Sobral Santos II
- Date: Saturday 19 September 1981
- Time: 03h30
- Location: Amazon River, Brazil;
- Participants: c. 500
- Outcome: Boat sank, 178 rescued
- Deaths: c. 300+
- Missing: c. 100+
- Survivors: 178

= Sobral Santos II =

Amazon river ferry that sank in 1981

The was a ferry which operated on the Amazon River. On Saturday, September 19, 1981, it was making its weekly trip between Santarém and Manaus when it sank in Óbidos harbour. The boat was overcrowded, and it is assumed that over 300 people died in the disaster, with hundreds of bodies and body parts never identified. Of 500 people estimated to have been aboard, at least 178 had survived as reported by the Captain, Elio Palhares, that day.

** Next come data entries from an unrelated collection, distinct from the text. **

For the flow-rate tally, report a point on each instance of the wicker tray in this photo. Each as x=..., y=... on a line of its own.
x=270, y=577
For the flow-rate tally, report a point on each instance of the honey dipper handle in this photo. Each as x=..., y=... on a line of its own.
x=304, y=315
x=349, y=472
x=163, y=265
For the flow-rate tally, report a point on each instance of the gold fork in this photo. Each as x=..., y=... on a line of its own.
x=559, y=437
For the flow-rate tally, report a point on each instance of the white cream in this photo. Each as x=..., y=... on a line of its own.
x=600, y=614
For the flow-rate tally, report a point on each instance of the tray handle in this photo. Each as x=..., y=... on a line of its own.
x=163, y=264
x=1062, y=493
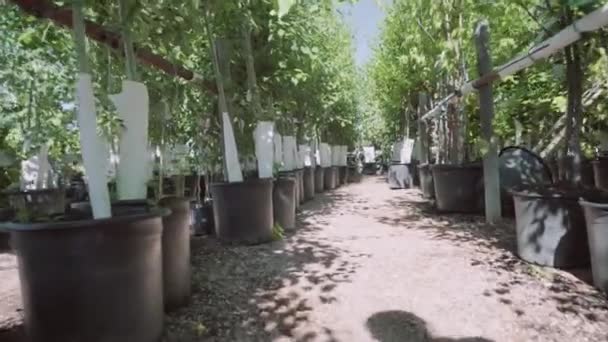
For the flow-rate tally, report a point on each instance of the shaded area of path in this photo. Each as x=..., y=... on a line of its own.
x=372, y=264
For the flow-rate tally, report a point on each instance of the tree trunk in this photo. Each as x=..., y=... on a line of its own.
x=486, y=105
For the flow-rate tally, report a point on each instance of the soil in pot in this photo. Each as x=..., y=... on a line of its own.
x=458, y=188
x=330, y=178
x=309, y=183
x=319, y=179
x=596, y=218
x=551, y=227
x=600, y=173
x=82, y=210
x=76, y=285
x=243, y=211
x=284, y=202
x=427, y=185
x=176, y=252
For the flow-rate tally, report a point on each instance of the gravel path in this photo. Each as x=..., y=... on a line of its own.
x=372, y=264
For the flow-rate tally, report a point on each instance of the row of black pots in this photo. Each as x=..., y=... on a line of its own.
x=85, y=279
x=455, y=188
x=245, y=212
x=561, y=228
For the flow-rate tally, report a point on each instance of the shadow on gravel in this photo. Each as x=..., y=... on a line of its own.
x=398, y=326
x=264, y=292
x=568, y=289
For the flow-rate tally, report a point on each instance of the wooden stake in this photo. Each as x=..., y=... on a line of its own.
x=486, y=104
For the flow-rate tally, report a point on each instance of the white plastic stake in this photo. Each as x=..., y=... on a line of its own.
x=132, y=106
x=92, y=148
x=289, y=153
x=231, y=153
x=264, y=148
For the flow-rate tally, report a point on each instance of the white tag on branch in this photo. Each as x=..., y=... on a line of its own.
x=132, y=105
x=289, y=153
x=92, y=148
x=231, y=154
x=264, y=148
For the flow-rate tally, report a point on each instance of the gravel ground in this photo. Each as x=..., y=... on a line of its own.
x=372, y=264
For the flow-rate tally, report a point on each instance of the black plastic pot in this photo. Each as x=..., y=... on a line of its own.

In 2014, British angler Jeremy Wade went to Óbidos to investigate the role that local fish species may have played in the loss of life during this disaster; his findings were documented in the River Monsters episode entitled "Amazon Titanic" After investigating numerous possibilities, including botos (river dolphins), caimans, and piranha, Wade concluded that the culprits were likely hordes of piraiba and redtail coda rossa catfish, drawn by chum from nearby fish processing operations, probably joined by the multiple species of piranha and other small carnivorous fish. He hypothesized that the large redtails and piraiba pulled the struggling victims underwater, where they drowned.

One man, soon after the ship had sunk, volunteered to dive down and help explain what went wrong. After a few short minutes, the diver re-emerged and said “There’s definitely something down there, the movement of the water…” He refused to go back down.

When the ship was retrieved, there were bodies with chunks of missing flesh, and only the hands seemed to be untouched.